Five normal polarity intervals were identified in Hole 900A. From top to bottom, the first normal polarity interval (0.00 to 21.08 mbsf) lies right above the LO of R. asanoi (>6.5 µm) and is thus identified as the Brunhes chron (0-0.78 Ma). The second normal polarity interval (47.00 to 48.15 mbsf) was found around the NN18/NN19 boundary (LO of D. brouweri), which coincides with the Olduvai subchron (1.65-1.88 Ma). According to nannofossil biostratigraphy, the Jaramillo subchron (0.99-1.07 Ma) should be located in NN19f (21.76 to 26.62 mbsf). However, no sample from this interval was analyzed by paleomagnetic techniques, and thus the Jaramillo subchron was not identified. The third and fourth normal polarity intervals (64.55 to 76.9 mbsf and 78.67 to 79.19 mbsf) are found in NN16; these coincide with the Gauss chron. The upper boundary of the third normal polarity interval represents the Matuyama/Gauss boundary at 2.45 Ma. The lower boundary of the fourth normal polarity interval coincides with the Gauss/Gilbert boundary (3.41 Ma). The fifth normal polarity interval (86.18 to 89.39 mbsf) lies in NN14/15, which probably indicates the uppermost subchron (Cochiti subchron) of the Gilbert chron. From the above data, we see a good correlation between the nannofossil and paleomagnetic analytical results.

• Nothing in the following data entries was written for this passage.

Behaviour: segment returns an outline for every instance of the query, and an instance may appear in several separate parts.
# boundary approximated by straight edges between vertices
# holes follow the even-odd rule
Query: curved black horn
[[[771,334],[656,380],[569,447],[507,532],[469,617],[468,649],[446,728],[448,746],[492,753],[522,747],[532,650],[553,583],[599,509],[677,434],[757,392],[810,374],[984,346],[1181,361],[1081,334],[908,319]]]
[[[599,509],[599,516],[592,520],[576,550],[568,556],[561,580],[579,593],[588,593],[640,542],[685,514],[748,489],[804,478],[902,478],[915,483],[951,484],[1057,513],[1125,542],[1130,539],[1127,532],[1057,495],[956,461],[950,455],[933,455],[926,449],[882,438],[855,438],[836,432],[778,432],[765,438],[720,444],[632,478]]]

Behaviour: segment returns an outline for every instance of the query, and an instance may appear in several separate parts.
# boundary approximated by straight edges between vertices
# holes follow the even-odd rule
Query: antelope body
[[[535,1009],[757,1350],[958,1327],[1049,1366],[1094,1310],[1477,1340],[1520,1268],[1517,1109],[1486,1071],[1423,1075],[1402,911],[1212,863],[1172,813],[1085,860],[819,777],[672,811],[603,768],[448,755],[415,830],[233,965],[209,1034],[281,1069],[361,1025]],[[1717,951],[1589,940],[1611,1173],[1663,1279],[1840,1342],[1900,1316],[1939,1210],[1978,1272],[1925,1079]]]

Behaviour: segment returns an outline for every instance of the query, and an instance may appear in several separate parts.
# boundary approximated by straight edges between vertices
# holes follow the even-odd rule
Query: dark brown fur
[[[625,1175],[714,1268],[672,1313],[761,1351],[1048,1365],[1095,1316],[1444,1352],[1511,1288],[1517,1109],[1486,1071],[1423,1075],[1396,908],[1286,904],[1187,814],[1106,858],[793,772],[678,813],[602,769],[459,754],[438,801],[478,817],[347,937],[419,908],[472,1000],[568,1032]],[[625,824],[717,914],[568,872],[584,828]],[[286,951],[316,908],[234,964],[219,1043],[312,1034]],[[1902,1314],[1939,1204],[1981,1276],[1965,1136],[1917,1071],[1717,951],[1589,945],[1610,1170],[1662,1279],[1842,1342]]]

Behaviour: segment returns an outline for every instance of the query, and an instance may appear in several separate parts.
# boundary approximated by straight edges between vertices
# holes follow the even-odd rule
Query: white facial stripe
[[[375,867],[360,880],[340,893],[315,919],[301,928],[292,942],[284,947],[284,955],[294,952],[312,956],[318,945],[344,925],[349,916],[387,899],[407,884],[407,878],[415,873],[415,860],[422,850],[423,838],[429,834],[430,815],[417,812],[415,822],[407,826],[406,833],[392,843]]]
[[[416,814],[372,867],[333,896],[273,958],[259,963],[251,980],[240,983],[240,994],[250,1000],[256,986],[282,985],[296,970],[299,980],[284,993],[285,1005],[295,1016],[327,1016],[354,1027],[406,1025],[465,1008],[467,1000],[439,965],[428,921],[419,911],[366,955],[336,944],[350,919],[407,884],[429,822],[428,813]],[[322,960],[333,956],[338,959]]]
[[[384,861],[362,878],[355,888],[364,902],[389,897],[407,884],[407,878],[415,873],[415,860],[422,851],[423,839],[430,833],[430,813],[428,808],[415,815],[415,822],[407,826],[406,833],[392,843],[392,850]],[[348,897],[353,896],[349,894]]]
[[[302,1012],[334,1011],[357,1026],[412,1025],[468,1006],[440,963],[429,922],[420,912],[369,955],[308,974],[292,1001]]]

Figure 3 shows sediment-accumulation rates calculated by assigning each discerned nannofossil event an absolute age based on past studies (Martini and Müller, 1986; Sato and Takayama, 1992; Wei, 1993) as shown below:
FO of Emiliania huxleyi 0.24 Ma
LO of Pseudoemiliania lacunosa 0.39 Ma
LO of Reticulofenestra asanoi 0.83 Ma
Reoccurrence of Gephyrocapsa spp. (>3µm) 0.89 Ma
LO of Gephyrocapsa spp. (>5.5 µm) 1.15 Ma
FO of Gephyrocapsa spp. (>5.5 µm) 1.36 Ma
LO of Calcidiscus macintyrei 1.57 Ma
FO of Gephyrocapsa s.l. (>4 µm) 1.64 Ma
LO of Discoaster brouweri 1.91 Ma
LO of Discoaster surculus 2.45 Ma
LO of Discoaster tamalis 2.63 Ma
LO of Reticulofenestra pseudoumbilicus 3.41 Ma
As shown in Figure 3, the order of the Pliocene-Pleistocene sedimentation rates from highest to lowest at the four Leg 149 sites is Sites 897, 898, 899, and 900. The water depths of these four sites are 5320.0, 5279.0, 5291.0, and 5036.8 m. The general trend of sedimentation rates for Leg 149 indicates that the sedimentation rate increases from the continental margin to the deep sea along with the increasing water depth.